All’estero, la situazione è ben diversa. In Germania, il numero delle tesserate ha raggiunto il milione. In Canada 350mila. Negli Usa addirittura più di 15milioni. In Francia, spiega la brasiliana Dayane da Rocha, che ha giocato nell’Olympic Lione, “c’è molta attenzione verso il calcio femminile. Le strutture sono eccelse, assolutamente di primo livello, e a Lione esiste persino un canale tv in cui si parla di entrambe le squadre, maschile e femminile, allo stesso modo e con gli stessi tempi”. In Svezia, poi, dice Maria Karlsson, che ha giocato pure in Inghilterra, “il campionato femminile esiste da trent’anni e i media lo seguono tantissimo, anche perché ha dato più soddisfazioni di quello maschile, soprattutto in ambito internazionale”.

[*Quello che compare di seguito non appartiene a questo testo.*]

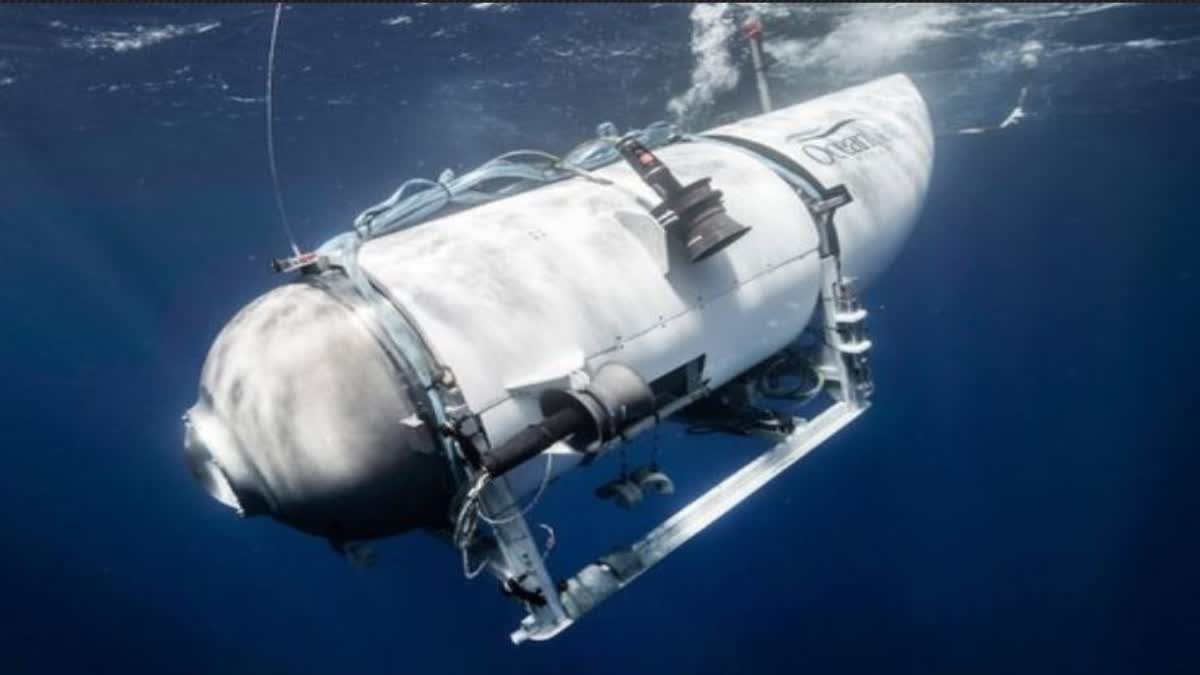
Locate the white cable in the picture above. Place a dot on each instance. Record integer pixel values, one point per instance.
(270, 130)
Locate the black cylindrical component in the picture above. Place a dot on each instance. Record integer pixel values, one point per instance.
(534, 438)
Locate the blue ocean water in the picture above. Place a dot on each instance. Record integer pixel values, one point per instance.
(1020, 499)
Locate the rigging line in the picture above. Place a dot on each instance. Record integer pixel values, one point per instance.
(270, 131)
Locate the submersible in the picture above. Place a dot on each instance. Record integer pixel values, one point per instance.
(435, 372)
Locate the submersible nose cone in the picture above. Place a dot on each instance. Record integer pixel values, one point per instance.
(304, 417)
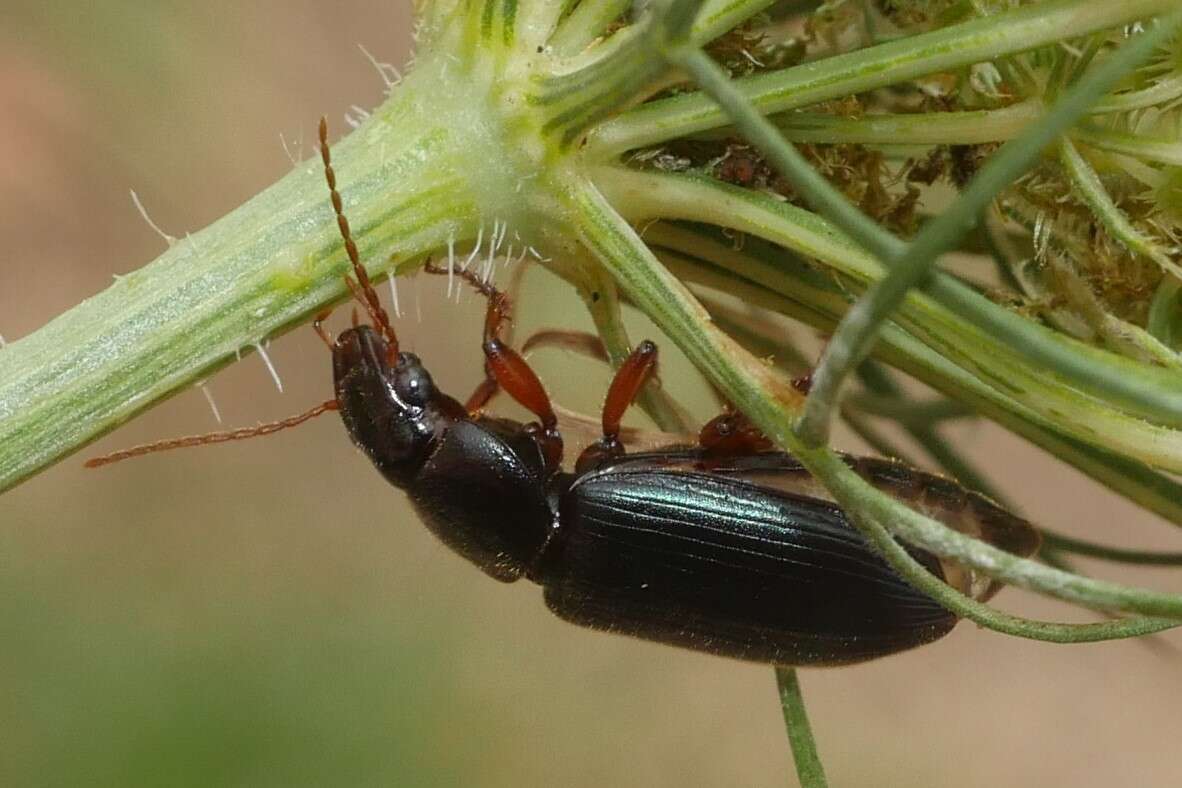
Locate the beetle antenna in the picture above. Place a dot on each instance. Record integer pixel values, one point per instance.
(188, 441)
(363, 290)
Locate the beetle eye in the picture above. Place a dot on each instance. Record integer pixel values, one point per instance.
(413, 384)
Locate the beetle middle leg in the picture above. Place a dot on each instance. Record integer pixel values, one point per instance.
(627, 383)
(506, 369)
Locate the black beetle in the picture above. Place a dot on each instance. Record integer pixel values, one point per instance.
(727, 546)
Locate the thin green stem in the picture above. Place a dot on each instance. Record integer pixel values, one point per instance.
(1167, 89)
(706, 259)
(585, 24)
(965, 128)
(910, 264)
(773, 405)
(956, 46)
(222, 292)
(994, 362)
(1163, 151)
(784, 156)
(1065, 544)
(904, 410)
(800, 736)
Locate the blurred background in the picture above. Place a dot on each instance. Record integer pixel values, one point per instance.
(270, 614)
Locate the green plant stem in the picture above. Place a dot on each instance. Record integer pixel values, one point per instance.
(1155, 492)
(907, 411)
(772, 405)
(909, 264)
(586, 23)
(1164, 151)
(1167, 89)
(645, 196)
(800, 736)
(1090, 188)
(1065, 544)
(965, 128)
(981, 39)
(703, 260)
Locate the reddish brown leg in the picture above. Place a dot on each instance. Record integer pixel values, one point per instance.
(507, 370)
(732, 434)
(318, 327)
(629, 379)
(362, 288)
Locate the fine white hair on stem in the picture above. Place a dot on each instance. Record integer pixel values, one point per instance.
(294, 158)
(209, 398)
(271, 368)
(394, 295)
(168, 239)
(450, 262)
(475, 247)
(419, 299)
(387, 71)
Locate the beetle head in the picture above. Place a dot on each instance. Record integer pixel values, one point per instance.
(389, 403)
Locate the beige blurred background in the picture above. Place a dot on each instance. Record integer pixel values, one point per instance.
(268, 613)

Da noi tutto questo interesse non c’è ancora ed è assai di là da venire. Il motivo?, si chiede la Gazzetta: “Ritardo culturale e di costume e una massa di pregiudizi”. La tendenza a considerare il calcio uno sport prettamente maschile è ancora troppo radicata nel tessuto sociale italiano, come dimostra l’incredibile telecronaca di Sergio Vessicchio, maschio al cento per cento, una fede e una misura: “E’ uno schifo vedere le donne che vengono a fare gli arbitri in un camionato dove le società spendono centinaia di migliaia di euro ed è una barzelletta della federazione una cosa del genere, impresentabile in un campo di calcio”. 

Il rimedio? Portare il calcio nelle scuole, per trovare nuove leve, per farlo crescere d’interesse. Si dice sempre così. Poi però bisognerebbe cambiare anche la testa alla gente. Occhio, come dice Vessicchio, ogni parola una certezza: “La mia idea è fissa e bloccata, le donne devono arbitrare le donne e gli uomini devono arbitrare gli uomini. E non mi accusi di sessismo perché non gliela faccio passare...”. Quando mai?